Tiny House Kitchen Storage Methods
Think vertically as well as horizontally when planning or equipping a Tiny House kitchen. Shallow shelves lining the kitchen walls can greatly increase your kitchen’s storage capacity and are a great way to keep items conveniently at hand. Limit the depth of the shelves to accommodate one item deep so that things don’t get buried behind and out of sight. Having to take one thing down to reach another isn’t an efficient solution.
Some items are more suited to drawers, some to open shelves, and some to cabinets. Part of this equation is how dusty the environment and whether the given items to be stored should be kept behind closed doors. Another consideration is sun exposure. I keep herbs and spices in dark-colored glass jars and enclosed behind a pantry cupboard door.
How To Save Space with Useful Gadgets
I’m tempted to call this section ‘Why I Love My Instant Pot.’ Seriously. I was a late-comer to this recently trendy gadget, having acquired one only a few months ago. When I unboxed it and set it on my countertop, where it took up about a quarter of my available counter space (I got the six-quart model), I shook my head and thought, “No way is this thing going to earn its keep.” But it has, and it does. The thing is, since it’s able to do the work of a slow cooker, a rice cooker, a steamer, and a pressure cooker, I was able to get rid of a number of these former gadgets to gain some extra space. And of course, it saves a mountain of time as well.

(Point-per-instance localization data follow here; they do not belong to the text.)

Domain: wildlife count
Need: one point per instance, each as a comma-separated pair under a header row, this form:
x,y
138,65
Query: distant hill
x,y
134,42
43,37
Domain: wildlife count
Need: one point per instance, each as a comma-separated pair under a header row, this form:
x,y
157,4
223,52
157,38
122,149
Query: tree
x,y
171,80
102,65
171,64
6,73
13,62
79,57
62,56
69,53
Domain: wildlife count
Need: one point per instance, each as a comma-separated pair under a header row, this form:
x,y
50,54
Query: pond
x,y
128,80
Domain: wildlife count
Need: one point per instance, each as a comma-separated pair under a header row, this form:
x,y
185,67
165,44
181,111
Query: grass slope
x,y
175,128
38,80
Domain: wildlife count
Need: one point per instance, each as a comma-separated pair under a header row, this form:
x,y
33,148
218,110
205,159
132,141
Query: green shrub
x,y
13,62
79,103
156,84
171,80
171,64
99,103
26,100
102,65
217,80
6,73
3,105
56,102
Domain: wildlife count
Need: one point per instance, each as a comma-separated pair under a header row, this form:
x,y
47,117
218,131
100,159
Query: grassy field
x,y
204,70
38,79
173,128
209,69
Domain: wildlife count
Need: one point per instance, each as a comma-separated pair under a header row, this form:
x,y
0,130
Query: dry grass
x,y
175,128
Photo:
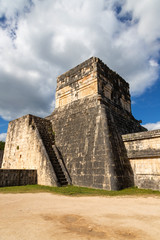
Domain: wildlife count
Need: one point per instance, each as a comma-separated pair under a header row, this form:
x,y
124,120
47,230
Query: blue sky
x,y
41,39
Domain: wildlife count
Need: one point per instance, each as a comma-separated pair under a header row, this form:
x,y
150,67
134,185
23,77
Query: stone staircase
x,y
45,130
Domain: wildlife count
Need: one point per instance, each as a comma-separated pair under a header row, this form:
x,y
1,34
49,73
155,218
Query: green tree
x,y
2,144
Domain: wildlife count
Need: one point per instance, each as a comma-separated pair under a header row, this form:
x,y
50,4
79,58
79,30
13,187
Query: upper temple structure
x,y
91,138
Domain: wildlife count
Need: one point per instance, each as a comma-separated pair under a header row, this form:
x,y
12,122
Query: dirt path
x,y
44,216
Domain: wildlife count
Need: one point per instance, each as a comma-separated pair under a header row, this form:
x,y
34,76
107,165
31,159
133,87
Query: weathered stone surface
x,y
143,151
1,157
18,177
88,127
93,112
24,149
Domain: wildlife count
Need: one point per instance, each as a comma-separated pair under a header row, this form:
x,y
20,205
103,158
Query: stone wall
x,y
18,177
143,150
1,157
24,149
90,78
88,128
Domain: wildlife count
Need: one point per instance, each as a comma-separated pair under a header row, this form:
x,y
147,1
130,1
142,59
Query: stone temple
x,y
91,139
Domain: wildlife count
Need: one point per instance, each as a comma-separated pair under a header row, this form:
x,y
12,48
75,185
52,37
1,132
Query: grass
x,y
79,191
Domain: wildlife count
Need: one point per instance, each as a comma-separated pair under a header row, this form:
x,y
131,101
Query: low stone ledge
x,y
17,177
141,135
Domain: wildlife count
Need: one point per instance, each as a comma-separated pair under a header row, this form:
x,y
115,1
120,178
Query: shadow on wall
x,y
1,157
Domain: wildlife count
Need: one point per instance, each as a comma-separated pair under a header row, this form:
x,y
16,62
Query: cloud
x,y
3,137
152,126
40,40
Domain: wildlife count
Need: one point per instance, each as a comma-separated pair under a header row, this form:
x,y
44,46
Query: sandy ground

What Are Some Added Benefits of a Tiny Kitchen?
The Magic Triangle
The limited size of a Tiny House kitchen has an upside as well. In kitchen design, there’s the concept of the ‘magic triangle.’ To create the work triangle, lines are drawn on the floor plan between the sink, the refrigerator, and the cooktop. The concept is that, to maximize efficiency, no leg of the triangle should be more than nine feet long. That’s highly unlikely to happen in a Tiny House kitchen. Granted, the magic triangle principle argues for a minimum distance for these elements too, but my experience says that this isn’t as important. I love that I can stand in the center of my kitchen and turn three hundred and sixty degrees on the spot, and be almost within reach (or within an extra step or two) of everything. It’s very efficient to cook there.
Turn Up the Volume
I don’t know about you, but I love to turn up the music while I’m in the kitchen. One other bonus to cooking in a Tiny House is that you can turn up the tunes no matter where your Tiny House stereo or docking station is located and be able to move to the beat while whipping up your favorite concoctions.
What to include in a Tiny House kitchen is a highly personal decision. For someone who dines out for most meals, habitually grabs takeout on the way home, or is happy to microwave frozen meals, it doesn’t make sense to dedicate much square footage to the kitchen. But for those of us who find joy and satisfaction in creating a good home-cooked meal, my aim here has been to show that it’s possible to include almost everything but—or rather, including—the kitchen sink in a Tiny House kitchen. Yes, there will be times (daily?) when I would love to have one or two more linear feet of countertop space, but at the end of the day, what I have is perfectly adequate. And I must say that I enjoy cooking in my Tiny kitchen more than I have in any standard size kitchen I’ve used.